Of words they have but six,
And five of them are clicks,
And all of them are different words for dung!
Mr. Lutvak and Mr. Freedman may be reworking forms that have been previously established, primarily the patter song and the romantic ballad. But their score still establishes itself as one of the most accomplished (and probably the most literate) to be heard on Broadway in the past dozen years or so, since the less rigorous requirements of pop songwriting have taken over.
It is beautifully sung by the rich-voiced cast, with Mr. Pinkham handling his heavy chores with a light touch, his firm tenor matched by pleasingly (and necessarily) precise diction. Ms. O’Hare plays Sibella with pertness and poise, and has a bright, clear soprano. So, too, does the wonderful Lauren Worsham, who plays Phoebe D’Ysquith, the rival for Monty’s heart, with a demure sweetness that never cloys. (Fortunately for Phoebe, she is not in the direct line of heirs to the D’Ysquith fortune.)

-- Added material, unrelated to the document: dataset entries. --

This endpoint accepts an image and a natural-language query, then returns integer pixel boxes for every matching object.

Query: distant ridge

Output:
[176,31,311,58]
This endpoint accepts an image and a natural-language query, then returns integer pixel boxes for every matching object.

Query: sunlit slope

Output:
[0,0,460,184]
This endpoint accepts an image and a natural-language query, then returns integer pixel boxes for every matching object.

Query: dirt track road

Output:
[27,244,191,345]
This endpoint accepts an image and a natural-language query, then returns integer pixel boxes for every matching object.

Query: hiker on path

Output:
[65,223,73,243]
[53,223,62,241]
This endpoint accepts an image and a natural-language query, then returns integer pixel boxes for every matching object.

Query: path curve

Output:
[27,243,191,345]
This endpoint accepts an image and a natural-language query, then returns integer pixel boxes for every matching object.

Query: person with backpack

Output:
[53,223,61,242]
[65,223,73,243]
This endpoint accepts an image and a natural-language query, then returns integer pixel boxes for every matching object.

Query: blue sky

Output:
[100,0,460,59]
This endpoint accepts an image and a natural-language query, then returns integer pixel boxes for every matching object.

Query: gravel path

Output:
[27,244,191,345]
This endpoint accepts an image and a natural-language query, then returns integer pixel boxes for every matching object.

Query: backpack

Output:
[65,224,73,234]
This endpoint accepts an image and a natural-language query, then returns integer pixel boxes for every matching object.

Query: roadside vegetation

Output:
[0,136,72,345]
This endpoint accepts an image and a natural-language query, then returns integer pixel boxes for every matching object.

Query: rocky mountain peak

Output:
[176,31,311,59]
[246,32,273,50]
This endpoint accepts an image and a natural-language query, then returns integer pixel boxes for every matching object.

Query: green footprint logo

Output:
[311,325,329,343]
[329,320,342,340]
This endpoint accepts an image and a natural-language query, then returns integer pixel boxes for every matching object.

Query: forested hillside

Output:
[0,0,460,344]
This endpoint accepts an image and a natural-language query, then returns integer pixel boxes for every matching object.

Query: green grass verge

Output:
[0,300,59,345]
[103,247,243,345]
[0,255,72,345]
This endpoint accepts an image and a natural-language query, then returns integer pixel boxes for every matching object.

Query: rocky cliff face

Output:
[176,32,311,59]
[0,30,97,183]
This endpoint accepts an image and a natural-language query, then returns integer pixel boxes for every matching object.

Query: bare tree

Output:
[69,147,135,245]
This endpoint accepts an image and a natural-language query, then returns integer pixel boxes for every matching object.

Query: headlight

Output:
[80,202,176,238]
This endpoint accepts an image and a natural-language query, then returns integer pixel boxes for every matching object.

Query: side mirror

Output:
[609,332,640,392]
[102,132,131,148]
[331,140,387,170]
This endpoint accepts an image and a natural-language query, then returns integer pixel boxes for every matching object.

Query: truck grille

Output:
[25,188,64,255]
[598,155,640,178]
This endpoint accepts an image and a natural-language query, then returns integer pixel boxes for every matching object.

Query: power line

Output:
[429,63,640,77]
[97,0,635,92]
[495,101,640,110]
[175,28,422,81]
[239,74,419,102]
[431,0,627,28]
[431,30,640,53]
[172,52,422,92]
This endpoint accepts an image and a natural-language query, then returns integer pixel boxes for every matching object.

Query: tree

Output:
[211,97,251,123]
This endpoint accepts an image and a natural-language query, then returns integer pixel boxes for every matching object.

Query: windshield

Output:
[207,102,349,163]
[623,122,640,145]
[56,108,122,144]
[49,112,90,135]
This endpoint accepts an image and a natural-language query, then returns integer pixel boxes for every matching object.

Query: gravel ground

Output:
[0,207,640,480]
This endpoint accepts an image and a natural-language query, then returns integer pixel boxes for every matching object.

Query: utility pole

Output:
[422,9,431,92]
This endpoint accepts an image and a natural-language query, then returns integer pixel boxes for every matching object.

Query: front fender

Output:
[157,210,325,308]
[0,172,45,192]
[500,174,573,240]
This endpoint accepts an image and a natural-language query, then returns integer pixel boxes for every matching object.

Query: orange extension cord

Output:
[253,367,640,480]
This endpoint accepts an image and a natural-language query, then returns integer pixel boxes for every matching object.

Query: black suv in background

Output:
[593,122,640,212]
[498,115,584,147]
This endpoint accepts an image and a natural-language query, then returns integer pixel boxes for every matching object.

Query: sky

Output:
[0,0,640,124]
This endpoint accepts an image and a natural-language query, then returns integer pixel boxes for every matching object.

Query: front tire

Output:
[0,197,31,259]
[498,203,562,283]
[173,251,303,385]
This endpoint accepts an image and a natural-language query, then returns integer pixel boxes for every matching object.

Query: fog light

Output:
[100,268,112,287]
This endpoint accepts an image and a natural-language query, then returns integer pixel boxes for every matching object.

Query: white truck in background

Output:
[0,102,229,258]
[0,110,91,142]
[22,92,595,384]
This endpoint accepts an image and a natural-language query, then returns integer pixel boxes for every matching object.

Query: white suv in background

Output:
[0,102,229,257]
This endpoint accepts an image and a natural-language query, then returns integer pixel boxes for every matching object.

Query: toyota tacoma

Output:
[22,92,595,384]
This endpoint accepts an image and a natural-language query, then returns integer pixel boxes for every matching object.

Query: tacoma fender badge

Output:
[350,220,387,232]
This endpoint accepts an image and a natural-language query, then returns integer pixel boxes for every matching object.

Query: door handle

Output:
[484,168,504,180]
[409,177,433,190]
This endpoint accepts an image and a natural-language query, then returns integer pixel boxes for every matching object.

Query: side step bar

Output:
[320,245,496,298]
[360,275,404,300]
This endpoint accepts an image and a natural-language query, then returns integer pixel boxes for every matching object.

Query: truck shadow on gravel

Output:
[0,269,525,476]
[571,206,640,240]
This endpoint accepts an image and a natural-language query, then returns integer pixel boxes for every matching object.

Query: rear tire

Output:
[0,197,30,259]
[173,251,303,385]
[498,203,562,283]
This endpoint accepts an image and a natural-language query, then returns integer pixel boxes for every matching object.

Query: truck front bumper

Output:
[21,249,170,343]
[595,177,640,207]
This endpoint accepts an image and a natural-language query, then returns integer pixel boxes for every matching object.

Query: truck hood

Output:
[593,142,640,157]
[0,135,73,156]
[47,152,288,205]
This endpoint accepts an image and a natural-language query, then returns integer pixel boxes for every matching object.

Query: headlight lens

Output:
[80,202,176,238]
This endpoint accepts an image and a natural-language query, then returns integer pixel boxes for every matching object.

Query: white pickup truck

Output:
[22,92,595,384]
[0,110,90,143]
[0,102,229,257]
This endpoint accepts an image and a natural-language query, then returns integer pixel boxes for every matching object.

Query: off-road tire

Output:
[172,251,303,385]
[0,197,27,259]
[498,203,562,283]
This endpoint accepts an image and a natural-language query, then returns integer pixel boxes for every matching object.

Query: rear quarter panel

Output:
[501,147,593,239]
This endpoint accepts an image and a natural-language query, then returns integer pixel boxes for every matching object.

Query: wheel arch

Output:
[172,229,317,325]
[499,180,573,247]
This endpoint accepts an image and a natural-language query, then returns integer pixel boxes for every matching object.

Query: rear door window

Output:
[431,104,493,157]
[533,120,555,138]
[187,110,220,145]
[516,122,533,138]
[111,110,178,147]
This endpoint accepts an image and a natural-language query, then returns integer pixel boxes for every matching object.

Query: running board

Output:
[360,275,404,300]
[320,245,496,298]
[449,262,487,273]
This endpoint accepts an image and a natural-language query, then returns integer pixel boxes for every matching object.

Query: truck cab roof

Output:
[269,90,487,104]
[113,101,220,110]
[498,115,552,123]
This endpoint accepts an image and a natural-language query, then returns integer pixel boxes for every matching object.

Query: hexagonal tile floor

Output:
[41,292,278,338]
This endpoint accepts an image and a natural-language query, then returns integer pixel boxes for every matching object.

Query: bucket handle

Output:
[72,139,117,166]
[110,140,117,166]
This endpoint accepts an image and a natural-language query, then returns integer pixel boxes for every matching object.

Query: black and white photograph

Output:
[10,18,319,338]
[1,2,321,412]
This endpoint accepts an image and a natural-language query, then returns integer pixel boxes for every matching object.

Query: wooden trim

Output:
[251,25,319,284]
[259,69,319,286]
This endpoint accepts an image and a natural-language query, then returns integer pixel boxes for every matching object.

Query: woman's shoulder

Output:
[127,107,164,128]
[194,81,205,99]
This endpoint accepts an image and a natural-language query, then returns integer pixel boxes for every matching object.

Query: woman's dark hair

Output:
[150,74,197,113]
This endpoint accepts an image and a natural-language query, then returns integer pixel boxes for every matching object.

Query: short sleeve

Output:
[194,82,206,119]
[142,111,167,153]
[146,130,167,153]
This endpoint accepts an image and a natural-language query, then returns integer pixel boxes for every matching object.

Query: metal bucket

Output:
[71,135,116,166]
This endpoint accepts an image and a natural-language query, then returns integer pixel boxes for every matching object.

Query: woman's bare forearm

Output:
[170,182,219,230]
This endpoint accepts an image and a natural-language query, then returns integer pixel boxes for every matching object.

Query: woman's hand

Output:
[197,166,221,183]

Mr. Mays is not a musical theater specialist, to be sure, which makes his accomplishment here all the more impressive. Most of his songs don’t make any great demands on the tonsils (he’s largely doing patter material), but he manages to sing in a variety of voices, distinguishing each character with a distinctive sound.
A distinctive look and personality, too: the dazed, toothy dottiness of the Rev. Lord D’Ezekial; the buxom heartiness of Lady Hyacinth; the pompous grumpiness of the reigning Lord Adalbert; the tallyho perkiness of the bright-eyed beekeeper Henry (spinning forth hilarious yet never vulgar double-entendres in a mock-homoerotic duet with Monty, “Better With a Man”).
As each precise caricature of British snootiness or silliness comes bounding onto the stage, Mr. Mays seems to be challenging himself to elicit bigger laughs, and he almost always succeeds. All but one of his characters ends up six feet under by the time this daffy, inspired musical concludes, but his brilliant performance deserves to be immortalized in Broadway lore for some time to come.